A panel at NCSL's Legislative Summit grappled with how to manage strategies for prison health care expenses that cost states $8.1 billion in 2015 to treat a population with high rates of both physical and behavioral health issues.
Frances McGaffey of the Pew Charitable Trusts presented an overview of the prison health care landscape:
- 20 states contract health care, 18 states are direct providers, eight use a hybrid system, three use universities.
- Per-prisoner health care spending ranges from $19,796 in California to $2,178 in Arkansas. "Costs can be unrelated to care," said McGaffey. "A low number could indicate either efficient care or low-quality care."
- Aging populations drive up health care costs. The 55-and-older prison population grew 264 percent from 1999 to 2015. Massachusetts (14.4 percent) had the largest percent of older prisoners; Connecticut (6.8) had the lowest.
- 44 percent of prisoners had a chronic health condition, compared to 31 perent of the general public.
- Prisoners were four times more likely to have an infectious disease than the general public and three times more likely to have HIV/AIDS.
- General medical care (37 percent) is the major health care cost for prisons, followed by hospitalization (20 percent), pharmaceuticals and mental health care (14 percent each), substance abuse treatment (5 percent) and dental care (4 percent).
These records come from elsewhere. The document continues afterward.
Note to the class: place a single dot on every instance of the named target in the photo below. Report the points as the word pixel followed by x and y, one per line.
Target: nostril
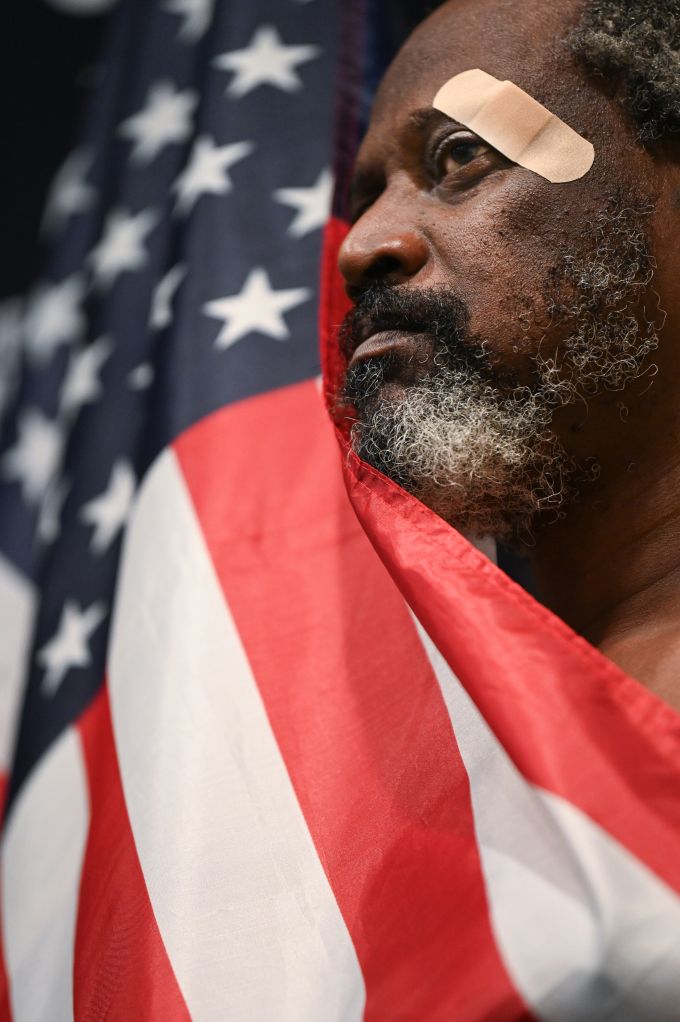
pixel 383 267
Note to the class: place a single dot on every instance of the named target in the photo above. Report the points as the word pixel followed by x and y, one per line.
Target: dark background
pixel 47 64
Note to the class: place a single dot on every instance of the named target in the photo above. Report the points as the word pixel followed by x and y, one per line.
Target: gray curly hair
pixel 636 45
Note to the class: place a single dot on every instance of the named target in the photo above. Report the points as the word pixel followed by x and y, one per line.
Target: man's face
pixel 500 320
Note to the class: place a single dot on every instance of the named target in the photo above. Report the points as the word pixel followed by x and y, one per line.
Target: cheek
pixel 504 254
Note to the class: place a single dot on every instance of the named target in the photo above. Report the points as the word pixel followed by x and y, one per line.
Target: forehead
pixel 519 40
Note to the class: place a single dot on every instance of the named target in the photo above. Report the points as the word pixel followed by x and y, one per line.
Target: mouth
pixel 408 343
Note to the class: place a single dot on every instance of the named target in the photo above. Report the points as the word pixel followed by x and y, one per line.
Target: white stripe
pixel 244 909
pixel 587 931
pixel 17 602
pixel 42 858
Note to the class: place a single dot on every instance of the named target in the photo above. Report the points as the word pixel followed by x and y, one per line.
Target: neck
pixel 612 570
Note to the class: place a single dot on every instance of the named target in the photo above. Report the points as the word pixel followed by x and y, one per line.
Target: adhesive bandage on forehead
pixel 515 125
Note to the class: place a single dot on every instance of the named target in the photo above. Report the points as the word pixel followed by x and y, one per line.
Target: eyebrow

- Prescription drugs are a huge cost driver; hepatitis C costs have risen 487 percent in the last five fiscal years, one official told Pew.
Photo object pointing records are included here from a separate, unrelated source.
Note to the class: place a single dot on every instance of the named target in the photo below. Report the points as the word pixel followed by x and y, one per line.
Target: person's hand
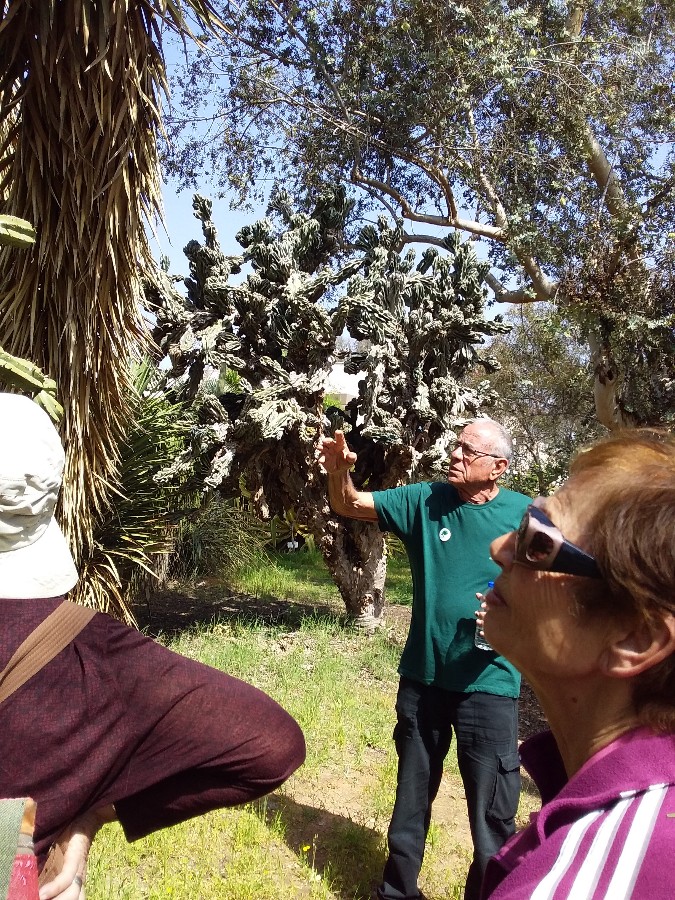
pixel 66 868
pixel 334 454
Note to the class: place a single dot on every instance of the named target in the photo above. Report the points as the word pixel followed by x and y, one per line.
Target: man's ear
pixel 644 645
pixel 498 468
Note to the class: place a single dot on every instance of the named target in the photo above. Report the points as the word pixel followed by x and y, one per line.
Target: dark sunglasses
pixel 540 545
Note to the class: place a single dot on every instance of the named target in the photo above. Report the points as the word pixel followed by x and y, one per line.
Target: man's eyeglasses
pixel 540 545
pixel 469 453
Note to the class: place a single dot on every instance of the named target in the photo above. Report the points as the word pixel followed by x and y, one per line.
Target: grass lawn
pixel 322 835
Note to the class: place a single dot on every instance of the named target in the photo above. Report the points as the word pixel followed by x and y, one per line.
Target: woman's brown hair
pixel 629 479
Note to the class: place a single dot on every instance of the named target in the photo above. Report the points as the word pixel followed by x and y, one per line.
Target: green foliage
pixel 544 396
pixel 217 539
pixel 531 126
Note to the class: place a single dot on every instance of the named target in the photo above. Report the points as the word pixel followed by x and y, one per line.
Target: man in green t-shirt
pixel 447 683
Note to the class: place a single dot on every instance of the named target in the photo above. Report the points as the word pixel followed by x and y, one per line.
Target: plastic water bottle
pixel 479 640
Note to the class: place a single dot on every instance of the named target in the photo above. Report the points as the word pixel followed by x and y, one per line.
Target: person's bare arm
pixel 337 459
pixel 66 869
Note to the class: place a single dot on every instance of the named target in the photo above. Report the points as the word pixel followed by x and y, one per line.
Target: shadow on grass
pixel 345 854
pixel 171 611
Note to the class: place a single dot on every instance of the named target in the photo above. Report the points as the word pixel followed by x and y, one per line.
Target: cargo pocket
pixel 504 803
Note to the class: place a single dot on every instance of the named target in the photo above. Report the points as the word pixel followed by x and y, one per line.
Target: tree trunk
pixel 355 554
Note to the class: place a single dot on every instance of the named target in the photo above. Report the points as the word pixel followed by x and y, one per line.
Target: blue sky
pixel 182 226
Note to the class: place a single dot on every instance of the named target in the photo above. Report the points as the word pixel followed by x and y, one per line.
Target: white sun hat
pixel 35 560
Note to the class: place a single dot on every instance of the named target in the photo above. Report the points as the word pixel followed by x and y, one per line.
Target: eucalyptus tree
pixel 544 395
pixel 420 327
pixel 80 91
pixel 543 129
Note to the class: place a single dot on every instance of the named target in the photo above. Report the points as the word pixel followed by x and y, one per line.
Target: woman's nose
pixel 503 549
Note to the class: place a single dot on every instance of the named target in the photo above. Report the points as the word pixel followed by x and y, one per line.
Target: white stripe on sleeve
pixel 547 886
pixel 637 841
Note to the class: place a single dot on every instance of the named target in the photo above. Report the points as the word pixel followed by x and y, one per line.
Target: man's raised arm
pixel 337 459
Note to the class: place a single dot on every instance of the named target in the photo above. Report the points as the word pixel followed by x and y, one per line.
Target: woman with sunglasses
pixel 585 608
"The challenges I talked about are real," said McGaffey, who added that a common thread in solutions olften involves collaborations, particulary between corrections officials and Medicaid. "They are stakeholders in each other's success."
Daniel Mistak, of Community Oriented Correctional Health Services, cited projects that have had success in dealing with costs.
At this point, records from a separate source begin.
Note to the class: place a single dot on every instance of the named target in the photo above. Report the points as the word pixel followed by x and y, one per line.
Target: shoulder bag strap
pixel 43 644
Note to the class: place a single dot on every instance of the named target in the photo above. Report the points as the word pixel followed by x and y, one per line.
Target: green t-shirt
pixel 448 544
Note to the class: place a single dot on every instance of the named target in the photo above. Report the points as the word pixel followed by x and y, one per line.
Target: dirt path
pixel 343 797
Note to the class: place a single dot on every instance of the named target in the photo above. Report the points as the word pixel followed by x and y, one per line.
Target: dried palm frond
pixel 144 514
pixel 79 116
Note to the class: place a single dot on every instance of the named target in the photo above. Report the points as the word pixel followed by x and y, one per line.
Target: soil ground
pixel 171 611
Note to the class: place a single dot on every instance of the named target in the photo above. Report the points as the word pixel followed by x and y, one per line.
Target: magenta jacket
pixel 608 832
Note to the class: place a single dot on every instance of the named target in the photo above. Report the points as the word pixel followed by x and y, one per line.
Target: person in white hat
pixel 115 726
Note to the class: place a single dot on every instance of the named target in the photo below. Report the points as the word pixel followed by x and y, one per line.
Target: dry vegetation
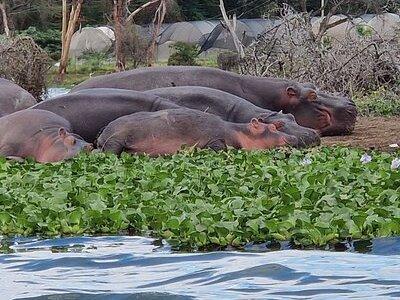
pixel 353 65
pixel 25 63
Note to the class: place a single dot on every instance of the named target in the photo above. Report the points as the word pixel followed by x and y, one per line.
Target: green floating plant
pixel 197 199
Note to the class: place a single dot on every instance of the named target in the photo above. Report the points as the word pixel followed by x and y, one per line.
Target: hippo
pixel 235 109
pixel 166 131
pixel 90 111
pixel 329 114
pixel 13 98
pixel 40 134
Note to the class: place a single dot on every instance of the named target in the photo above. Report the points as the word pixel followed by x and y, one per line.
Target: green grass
pixel 98 64
pixel 379 103
pixel 202 199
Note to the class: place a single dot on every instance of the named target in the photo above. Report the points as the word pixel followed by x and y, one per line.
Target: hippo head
pixel 63 145
pixel 306 136
pixel 294 93
pixel 265 136
pixel 328 114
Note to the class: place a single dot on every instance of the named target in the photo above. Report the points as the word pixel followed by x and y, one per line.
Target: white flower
pixel 306 161
pixel 365 158
pixel 395 163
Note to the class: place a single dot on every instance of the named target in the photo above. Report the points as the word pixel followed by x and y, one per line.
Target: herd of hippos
pixel 158 110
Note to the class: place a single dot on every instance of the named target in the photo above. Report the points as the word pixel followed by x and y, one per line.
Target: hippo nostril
pixel 88 148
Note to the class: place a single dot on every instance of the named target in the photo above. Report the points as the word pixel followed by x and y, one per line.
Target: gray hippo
pixel 91 110
pixel 329 114
pixel 235 109
pixel 40 134
pixel 166 131
pixel 13 98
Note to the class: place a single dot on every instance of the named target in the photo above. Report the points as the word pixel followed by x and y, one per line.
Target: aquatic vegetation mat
pixel 197 199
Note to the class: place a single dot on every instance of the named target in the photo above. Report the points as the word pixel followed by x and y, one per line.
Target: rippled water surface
pixel 134 268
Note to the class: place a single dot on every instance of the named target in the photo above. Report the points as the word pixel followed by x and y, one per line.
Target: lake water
pixel 124 267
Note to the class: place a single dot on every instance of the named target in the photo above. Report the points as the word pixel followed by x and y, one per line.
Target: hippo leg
pixel 16 158
pixel 216 145
pixel 113 146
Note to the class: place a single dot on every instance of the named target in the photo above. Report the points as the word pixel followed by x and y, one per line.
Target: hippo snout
pixel 88 148
pixel 291 140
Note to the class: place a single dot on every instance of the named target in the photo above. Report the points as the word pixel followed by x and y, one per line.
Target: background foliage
pixel 44 14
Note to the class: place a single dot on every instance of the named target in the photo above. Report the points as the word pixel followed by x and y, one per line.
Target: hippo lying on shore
pixel 328 114
pixel 235 109
pixel 13 98
pixel 39 134
pixel 91 110
pixel 166 131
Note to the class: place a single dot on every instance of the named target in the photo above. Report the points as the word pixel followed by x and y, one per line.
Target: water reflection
pixel 134 268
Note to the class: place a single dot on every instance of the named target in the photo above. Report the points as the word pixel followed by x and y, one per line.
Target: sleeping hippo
pixel 13 98
pixel 329 114
pixel 90 111
pixel 166 131
pixel 235 109
pixel 40 134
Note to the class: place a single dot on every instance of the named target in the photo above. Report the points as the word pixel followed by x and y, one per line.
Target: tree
pixel 121 20
pixel 69 20
pixel 119 13
pixel 5 18
pixel 231 26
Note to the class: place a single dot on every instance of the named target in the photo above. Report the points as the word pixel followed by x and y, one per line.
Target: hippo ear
pixel 256 127
pixel 312 96
pixel 278 124
pixel 62 132
pixel 255 123
pixel 291 91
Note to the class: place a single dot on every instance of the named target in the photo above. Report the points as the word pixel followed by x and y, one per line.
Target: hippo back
pixel 91 110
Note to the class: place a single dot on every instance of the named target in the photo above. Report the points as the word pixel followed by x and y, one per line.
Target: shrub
pixel 352 65
pixel 136 42
pixel 49 40
pixel 25 63
pixel 382 102
pixel 184 55
pixel 228 61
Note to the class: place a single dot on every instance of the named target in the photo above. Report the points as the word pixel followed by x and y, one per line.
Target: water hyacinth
pixel 306 161
pixel 366 158
pixel 395 164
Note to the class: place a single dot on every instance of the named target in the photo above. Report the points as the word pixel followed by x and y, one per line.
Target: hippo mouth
pixel 325 119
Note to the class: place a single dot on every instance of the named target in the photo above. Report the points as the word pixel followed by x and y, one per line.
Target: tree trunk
pixel 231 25
pixel 303 4
pixel 5 19
pixel 119 30
pixel 157 22
pixel 68 29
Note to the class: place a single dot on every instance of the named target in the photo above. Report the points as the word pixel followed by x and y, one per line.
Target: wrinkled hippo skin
pixel 166 131
pixel 329 114
pixel 13 98
pixel 235 109
pixel 42 135
pixel 90 111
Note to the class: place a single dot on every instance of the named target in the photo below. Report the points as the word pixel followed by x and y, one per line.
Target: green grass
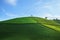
pixel 29 28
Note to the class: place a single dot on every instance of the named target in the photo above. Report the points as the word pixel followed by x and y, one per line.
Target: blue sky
pixel 21 8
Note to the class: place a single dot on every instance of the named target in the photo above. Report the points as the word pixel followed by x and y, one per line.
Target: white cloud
pixel 11 2
pixel 11 15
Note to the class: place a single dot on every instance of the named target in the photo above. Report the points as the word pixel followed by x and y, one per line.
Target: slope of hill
pixel 29 28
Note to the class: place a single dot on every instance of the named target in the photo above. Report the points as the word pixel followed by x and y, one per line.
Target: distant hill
pixel 29 28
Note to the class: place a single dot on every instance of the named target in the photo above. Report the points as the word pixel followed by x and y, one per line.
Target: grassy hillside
pixel 29 28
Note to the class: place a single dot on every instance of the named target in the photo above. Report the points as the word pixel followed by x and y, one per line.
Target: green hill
pixel 29 28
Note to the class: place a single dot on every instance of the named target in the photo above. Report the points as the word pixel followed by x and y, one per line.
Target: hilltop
pixel 29 28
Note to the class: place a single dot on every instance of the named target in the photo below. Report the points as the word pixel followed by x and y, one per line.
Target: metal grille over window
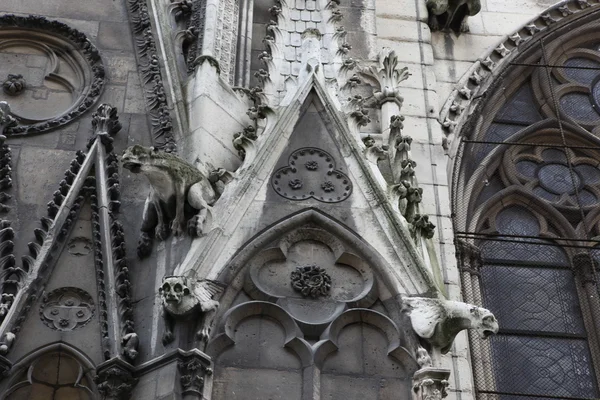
pixel 526 207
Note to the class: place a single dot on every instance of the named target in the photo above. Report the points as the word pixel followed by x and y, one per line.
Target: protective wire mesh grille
pixel 526 197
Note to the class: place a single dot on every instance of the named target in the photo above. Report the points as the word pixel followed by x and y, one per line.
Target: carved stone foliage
pixel 311 280
pixel 451 14
pixel 67 309
pixel 6 122
pixel 115 380
pixel 64 76
pixel 311 173
pixel 385 77
pixel 152 82
pixel 431 383
pixel 326 277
Vermont created a request for proposals that required vendors to use performance metrics that improve overall health.
In Dallas, an ad valorem tax was created to focus specifically on the jail to eliminated battles for funds between safety net providers.
Medicaid ends when a person is incarcerated so Maryland ruled that everyone leaving jail is presumptively qualified for Medicaid.
Dr. Stacey Trooskin, a hepatitis specialist who is with Philadelphia Fight-Community Health Center, said corrections officials are disadvantaged for competitive drug pricing. The Big Four (Veterans Administration, Public Health Service, Department of Defense and Coast Guard) are guaranteed to get the "best price" for drugs and Medicaid gets a standard discount plus negotiated rebates.
"Corrections don't have those," she said. "Pharma doesn't want to cut you a great deal, which would set a new low for 'best price.' If you can get a waiver it gives pharma a little more freedom to negotiate."
Mark Wolf is editor of the NCSL Blog.